PORT-AU-PRINCE, jeudi 25 décembre 2025 (RHINEWS)- Le décret publié par le Conseil présidentiel de transition (CPT) sur l’organisation et le fonctionnement de la Haute Cour de justice constitue une initiative visant principalement à protéger ses bénéficiaires et ne contribue ni au renforcement de la gouvernance publique ni à l’avancée du droit haïtien en matière de lutte contre la corruption, estime le constitutionnaliste Sonet Saint-Louis.
Dans une analyse transmise à la presse, M. Saint-Louis considère que ce texte « ne résout aucun problème juridique réel » et s’inscrit, selon lui, dans une logique d’auto-protection de responsables exerçant le pouvoir en dehors du cadre constitutionnel. Il affirme que la Haute Cour de justice, telle que prévue par la Constitution de 1987, est une juridiction d’exception destinée exclusivement à juger la responsabilité politique des dirigeants élus ou désignés conformément aux procédures constitutionnelles.
Selon l’universitaire, les membres du CPT, n’ayant pas été élus et n’ayant pas prêté le serment constitutionnel devant l’Assemblée nationale, « ne peuvent en aucun cas se prévaloir des mécanismes constitutionnels réservés aux présidents légitimes ». Il soutient que la Haute Cour de justice est conçue pour statuer sur des manquements politiques de très haut niveau pouvant conduire à la destitution d’un président régulièrement investi, et non pour couvrir, selon ses termes, des dirigeants de facto.

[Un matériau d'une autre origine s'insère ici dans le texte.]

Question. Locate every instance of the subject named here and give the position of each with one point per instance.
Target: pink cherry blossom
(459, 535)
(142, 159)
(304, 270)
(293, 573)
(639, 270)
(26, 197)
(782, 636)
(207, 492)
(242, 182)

M. Saint-Louis rappelle que la procédure devant la Haute Cour de justice est de nature politique et non judiciaire, et qu’elle s’inscrit dans le cadre du contrôle exercé par le pouvoir législatif. Il souligne qu’en l’absence de responsabilité politique formellement établie, il ne peut y avoir de sanction politique. En conséquence, il estime que les membres du CPT et ceux du gouvernement dirigé par Alix Didier Fils-Aimé relèveraient, à la fin de leurs fonctions, de la compétence des tribunaux de droit commun.
Le professeur de droit constitutionnel met également en cause l’absence de mécanismes de reddition de comptes, notant qu’aucune déclaration de politique générale n’a été ratifiée par un Parlement fonctionnel et qu’aucune procédure constitutionnelle de décharge n’a été engagée. Il juge que cette situation crée, selon lui, « une zone d’irresponsabilité incompatible avec les principes de l’État de droit ».
Dans son analyse, Sonet Saint-Louis qualifie la publication de ce décret de « fraude contre la nation », estimant qu’un texte réglementaire ne peut créer de contradictions constitutionnelles dans le but de favoriser l’impunité. Il avertit que ces démarches vont à l’encontre des engagements internationaux d’Haïti en matière de lutte contre la corruption, notamment dans le cadre des conventions soutenues par les Nations unies et d’autres organisations internationales.
Enfin, Saint-Louis soutient que la corruption constitue un enjeu global dépassant les frontières nationales et affirme que les tentatives internes visant à soustraire certains responsables à la justice sont vouées à l’échec. « Il n’existe pas de refuge durable pour les corrompus », affirme-t-il, appelant à un rétablissement de l’ordre constitutionnel et à des mécanismes effectifs de reddition de comptes, au nom de l’intérêt général.